Light Hack Crew, Episode 3.
27.01.10
Here’s the third video update from the Light Hack Crew.
The video follows the team as they finalise their spraycan designs, sort out a few technical bugs and begin testing of their light graffiti project.
If you’ve missed the first two video updates from the team then they’re linked below:
Light Hack Crew, Episode 1
Light Hack Crew, Episode 2
Or you can check out their Light Hack Crew team page for all of their updates.
Everything’s GONE BONKERS & BNA-NAS!
This last week has been CHHURRRAZZEE Busy Bee’s & Madcheeze rocking & rolling on the last legs of our design build & finishing the spraycan prototype & fixing the code….ahhh the code…love to hate it…hate to love it. We have had software break-downs, break-throughs & are now finally ready-steady-go SHOWTIME paint the stages & roll out the dirty carpet-
yeeea boooi!
we b’ bringing our LIGHTHACK crew 2 ze London Massive & it’s game set match! GO-TIME!
Passports-CHECK-Flights-CHECK-
CHECK CHECK Us out & what the heck we are about…very soon LONDON!!! LIGHTHACK CREW is looking forward 2 poking yo in the eye with our superbright LED’s!
PEACE LOVE & BNA-NAS xxx
by BNA-NAS on January 31, 2010 at 1:24 pm
Are you still dealing with the gaps in the curves? I’m quite pessimistic that just making the program faster can solve it, there must be some significant delay between each sensor exposure… Remember that cameras are originally supposed to expose just in short periods, you are already lucky that the gaps are so short!
If that problem persists, what you need is some kind of processing to close the curve. That is a typical case for the famous morphological “closure” operator, which is a dilation followed by an erosion. These are all complicated names, but there is really nothing to it, the code is simple. Many image processing libraries do that, and it’s not very hard to do it yourself. I know Gimp does it, for example (dilate and erode), you can try and see if that would solve it to you.
Just a simple blurring of the image would already help, and if it ends up looking too blurred, you can blur and de-blur. That should give you the same input in theory, but not in practice, because of the infamous non-linearities and noises that are involved. If after the blurring you perform some kind of non-linear function, like thresholding the image (setting all pixels in a certain range to 255, for example), I’m pretty much sure you will get rid of the gaps.

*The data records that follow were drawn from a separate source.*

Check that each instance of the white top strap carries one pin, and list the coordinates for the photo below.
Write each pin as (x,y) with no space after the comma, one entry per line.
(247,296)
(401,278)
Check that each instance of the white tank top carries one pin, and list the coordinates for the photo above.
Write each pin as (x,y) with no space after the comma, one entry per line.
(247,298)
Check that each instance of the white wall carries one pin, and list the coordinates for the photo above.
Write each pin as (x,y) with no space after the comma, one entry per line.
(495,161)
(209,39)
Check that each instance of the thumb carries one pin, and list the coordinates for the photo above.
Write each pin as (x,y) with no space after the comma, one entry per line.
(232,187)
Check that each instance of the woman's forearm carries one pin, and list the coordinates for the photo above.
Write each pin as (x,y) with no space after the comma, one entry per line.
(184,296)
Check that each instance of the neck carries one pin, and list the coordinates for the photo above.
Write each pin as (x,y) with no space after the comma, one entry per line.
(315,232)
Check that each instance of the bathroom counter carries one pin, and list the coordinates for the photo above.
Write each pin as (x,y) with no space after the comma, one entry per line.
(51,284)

You may also find that you need to limit the processing just to the area where you are “painting” more recently… But I don’t know exactly how you are working anymore, and if that would be easy or necessary.
by nic on February 1, 2010 at 4:19 pm
The curves already look cool with or without the gaps BTW, I’m just curious about this topic because I like signal processing so much.
Keep pushing!
by nic on February 1, 2010 at 4:21 pm
hey, thanks nic. yeah i know of these tools, just ran out of time to implement them. if u can post a link id love to check out that code.
by madcheeze on February 7, 2010 at 7:43 pm
Does anybody else think that chick in the vid looks like Angelina Jolie’s character from Hackers?